Now Keillor is writing regularly in the Sunday morning opinion section of my local paper. For years my first move with the Sunday paper was toward the sports section. No longer! I turn now to the Opinion Exchange, to read Keillor’s weekly column. I probably like it because he so right down the line with what I think.
You want to know something? He makes more sense than Friedman, or Kristof, or Will, or Krugman… or any of the so called brilliant observers of current events. Keillor is a prophet and speaks with a tongue that stings and he occasionally shows his teeth, too. It tells America what it’s really like to be selfish and unfair and uncaring.
A few years ago I read Keillor’s little book, Homegrown Democrat. It was his attempt to explain what a Democrat is. It was a remarkable book – one of the finest I’ve ever read. It said lots of things the right-wing, evangelical portion of the Republican Party didn’t like (or wouldn’t like if they’d read the book).

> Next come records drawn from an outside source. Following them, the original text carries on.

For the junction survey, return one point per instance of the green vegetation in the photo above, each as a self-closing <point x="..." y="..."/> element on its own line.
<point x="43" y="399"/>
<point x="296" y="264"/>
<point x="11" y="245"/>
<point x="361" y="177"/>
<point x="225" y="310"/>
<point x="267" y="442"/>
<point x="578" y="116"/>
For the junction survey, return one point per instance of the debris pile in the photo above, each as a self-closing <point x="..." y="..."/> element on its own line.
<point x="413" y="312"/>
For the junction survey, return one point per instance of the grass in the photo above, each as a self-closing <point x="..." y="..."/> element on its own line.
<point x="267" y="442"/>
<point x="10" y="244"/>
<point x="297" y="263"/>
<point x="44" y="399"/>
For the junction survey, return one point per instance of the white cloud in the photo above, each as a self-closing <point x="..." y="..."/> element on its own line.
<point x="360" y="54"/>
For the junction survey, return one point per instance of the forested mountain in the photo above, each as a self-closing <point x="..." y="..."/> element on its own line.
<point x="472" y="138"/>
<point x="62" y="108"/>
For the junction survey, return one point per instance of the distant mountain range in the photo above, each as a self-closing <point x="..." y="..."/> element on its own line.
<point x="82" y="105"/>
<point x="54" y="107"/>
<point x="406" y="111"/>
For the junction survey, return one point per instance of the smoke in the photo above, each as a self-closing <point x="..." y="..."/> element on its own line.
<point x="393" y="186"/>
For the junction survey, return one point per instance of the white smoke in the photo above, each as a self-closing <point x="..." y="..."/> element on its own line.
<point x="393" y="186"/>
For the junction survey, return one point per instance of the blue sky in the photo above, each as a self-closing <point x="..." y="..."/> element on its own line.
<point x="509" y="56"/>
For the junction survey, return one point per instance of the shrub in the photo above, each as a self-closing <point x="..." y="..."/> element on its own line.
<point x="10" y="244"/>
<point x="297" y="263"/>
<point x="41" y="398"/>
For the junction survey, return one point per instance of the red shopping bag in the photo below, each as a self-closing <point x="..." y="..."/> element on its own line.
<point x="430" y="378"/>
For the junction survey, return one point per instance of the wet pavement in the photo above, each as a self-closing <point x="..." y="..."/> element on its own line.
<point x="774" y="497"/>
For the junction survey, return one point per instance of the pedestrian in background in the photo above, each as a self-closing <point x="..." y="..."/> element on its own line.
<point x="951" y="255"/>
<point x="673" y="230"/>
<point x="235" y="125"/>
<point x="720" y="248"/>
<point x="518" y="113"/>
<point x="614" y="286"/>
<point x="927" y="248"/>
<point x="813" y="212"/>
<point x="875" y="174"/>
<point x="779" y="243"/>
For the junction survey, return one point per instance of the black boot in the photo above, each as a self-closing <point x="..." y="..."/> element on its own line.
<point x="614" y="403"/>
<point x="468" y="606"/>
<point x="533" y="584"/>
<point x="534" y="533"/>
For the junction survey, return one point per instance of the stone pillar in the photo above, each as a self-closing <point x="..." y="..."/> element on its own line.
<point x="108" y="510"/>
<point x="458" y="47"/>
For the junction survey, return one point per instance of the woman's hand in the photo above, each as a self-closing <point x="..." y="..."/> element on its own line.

This week, in his opinion column, Keillor wrote about Karl Rove, comparing him to the camp counselor who is always telling the campers how wonderful everything is out in the wild. Of course, every camper knew it was crappy and miserable, and what they really needed was a flush toilet and a hot shower. Rove kept trying to tell us how wonderful everything was in Iraq; and how many friends we really had around the world; and how good the economy was; and how great the American health care delivery system was; and how global warming is a farce. In his column, Keillor says goodbye to Rove and “good riddance” too.
Every nation needs a real prophet. Some thought Ralph Nader would play the role, but he just got whiny and self-righteous. Keillor is perfect. He’s got that sonorous voice (and you can even hear it in his writing) and piercing glare. He says what’s on his mind and he says it with extraordinary clarity. He points at evil and calls it what it is and doesn’t sugar-coat it in political vagueness.
If Keillor has a weakness it is that he’s too clever and too witty and a lot of those serious bastards with their pinched noses and pursed lips won’t get him. Garrison Keillor is as Minnesotan as they come. He believes in the possibility that no one has to be poor – that no one should be forgotten by society – that all people deserve high quality health care –and that going to war is the most serious decision a politician can make and that it should seldom be made.
Lake Wobegon, that curiously wonderful town just around the corner from here, has a strange affect on people. Karl Rove should have gotten to know the place and its people. Rove should have been raised on Powder Milk Biscuits and healthy doses of ketchup.